Langdon esbozó una sonrisa de compromiso. Sabía lo que venía a continuación, una frase ridícula que decía algo de «Harrison Ford con traje de tweed», y como aquella tarde se había creído estar a salvo de todo aquello y se había puesto, en efecto, su tweed y su suéter Burberry de cuello alto, decidió anticiparse a los hechos.
—Gracias, Monique —dijo Langdon, levantándose antes de tiempo y apartándola del atril—. No hay duda de que en el Boston Magazine están muy bien dotados para la literatura de ficción. —Miró al público suspirando, avergonzado—. Si descubro quién de ustedes ha filtrado este artículo, conseguiré que el consulado garantice su deportación.
El público volvió a reírse.
—En fin, como bien saben, estoy aquí esta noche para hablarles del poder de los símbolos.
El sonido del teléfono en su habitación volvió a romper el silencio. Gruñendo con una mezcla de indignación e incredulidad, descolgó.
—¿Diga?
Como suponía, era el recepcionista.
—Señor Langdon, discúlpeme otra vez. Le llamo para informarle de que la visita va de camino a su habitación. Me ha parecido que debía advertírselo.
Ahora Langdon sí estaba totalmente despierto.
—¿Ha dejado subir a alguien a mi habitación sin mi permiso?

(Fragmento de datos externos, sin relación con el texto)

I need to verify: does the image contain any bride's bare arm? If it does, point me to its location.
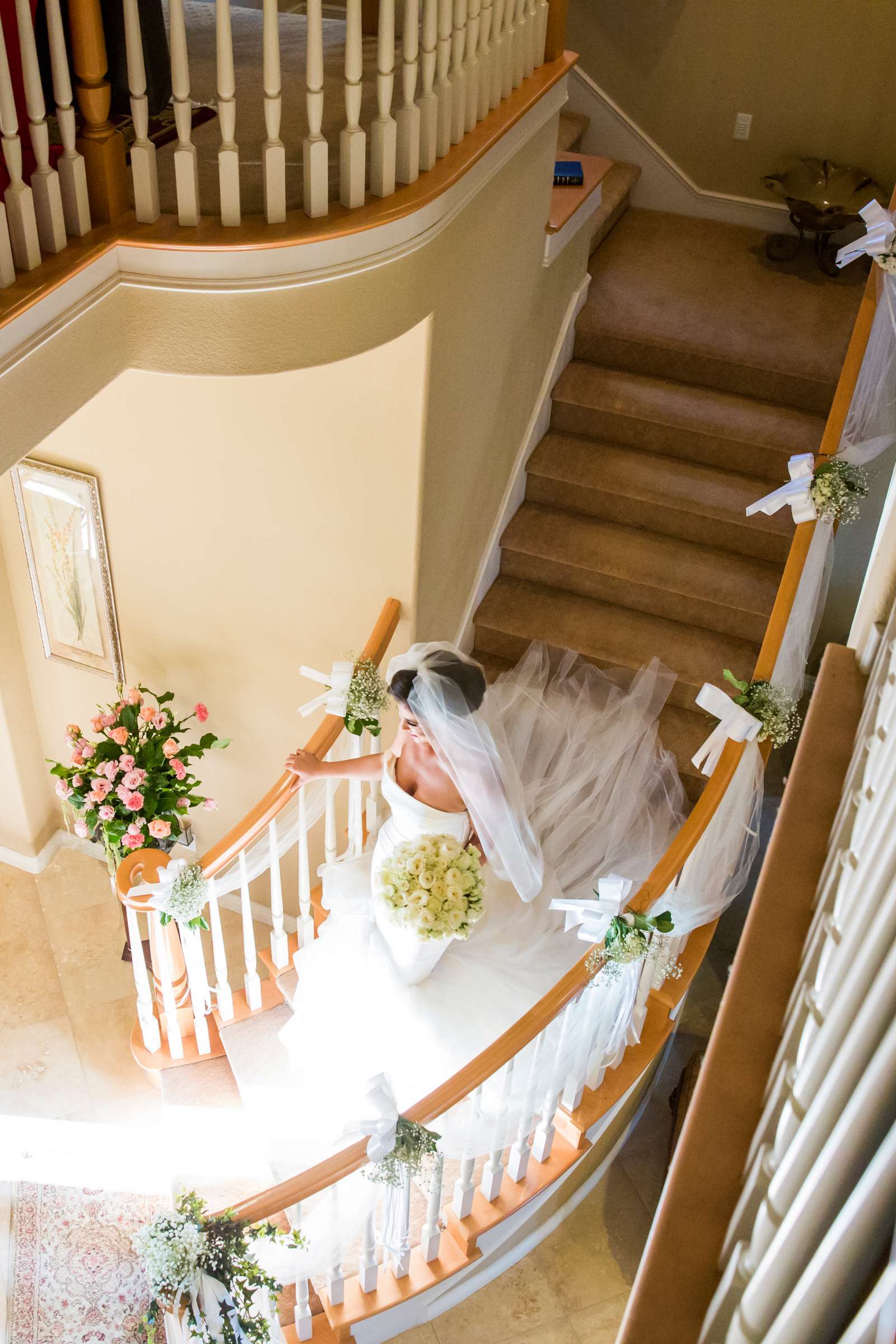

—Lo siento, monsieur, pero es que este señor es… no me he visto con la autoridad para impedírselo.
—¿Quién es exactamente? —le preguntó.
Pero el recepcionista ya había colgado.
Casi al momento, llamaron con fuerza a la puerta.
Vacilante, Langdon se levantó de la cama, notando que los pies se le hundían en la alfombra de Savonnerie. Se puso el albornoz y se acercó a la puerta.
—¿Quién es?
—¿Señor Langdon? Tengo que hablar con usted. —El hombre se expresaba con acento francés y empleaba un tono seco, autoritario—. Soy el teniente Jéróme Collet, de la Dirección Central de la Policía Judicial.
Langdon se quedó un instante en silencio. «¿La Policía Judicial?». La DCPJ era, más o menos, el equivalente al FBI estadounidense.
Sin retirar la cadena de seguridad, Langdon entreabrió la puerta. El rostro que vio al otro lado era alargado y ojeroso. Estaba frente a un hombre muy delgado que llevaba un uniforme azul de aspecto oficial.
—¿Puedo entrar? —le preguntó el agente.
Langdon dudó un momento, mientras los ojos amarillentos de aquel hombre lo escrutaban.
—¿Qué sucede?
—Mi superior precisa de sus conocimientos para un asunto confidencial.
—¿Ahora? Son más de las doce.
—¿Es cierto que tenía que reunirse con el conservador del Louvre esta noche?
A Langdon le invadió de pronto una sensación de malestar. El prestigioso conservador Jacques Sauniére y él habían quedado en reunirse para tomar una copa después de la conferencia, pero Sauniére no se había presentado.
—Sí. ¿Cómo lo sabe?
—Hemos encontrado su nombre en su agenda.
—Espero que no le haya pasado nada malo.
El agente suspiró muy serio y le alargó una foto Polaroid a través del resquicio de la puerta.
Cuando Langdon la miró, se quedó de piedra.
—Esta foto se ha hecho hace menos de una hora, en el interior del Louvre.
Siguió unos instantes con la vista fija en aquella extraña imagen, y su sorpresa y repulsión iniciales dieron paso a una oleada de indignación.
—¿Quién puede haberle hecho algo así?
—Nuestra esperanza es que usted nos ayude a responder a esa pregunta, teniendo en cuenta sus conocimientos sobre simbología y la cita que tenía con él.
Langdon volvió a fijarse en la foto, y en esta ocasión al horror se le sumó el miedo. La imagen era espantosa y totalmente extraña, y le provocaba una desconcertante sensación de déjá vu. Haría poco más de un año, Langdon había recibido la fotografía de otro cadáver y una petición similar de ayuda. Veinticuatro horas después, casi pierde la vida en la Ciudad del Vaticano. Aunque aquella imagen era muy distinta, había algo en el decorado que le resultaba inquietantemente familiar.
El agente consultó el reloj.
—Mi capitán espera, señor.
Langdon apenas lo oía. Aún tenía la vista clavada en la fotografía.
—Este símbolo de aquí, y el cuerpo en esta extraña…
—¿Posición? —apuntó el agente.
Langdon asintió, sintiendo un escalofrío al levantar la vista.
—No me cabe en la cabeza que alguien haya podido hacer algo así.
El rostro del agente se contrajo.
—Creo que no lo entiende, señor Langdon. Lo que ve en esta foto… —Se detuvo un instante—. Monsieur Sauniére se lo hizo a sí mismo.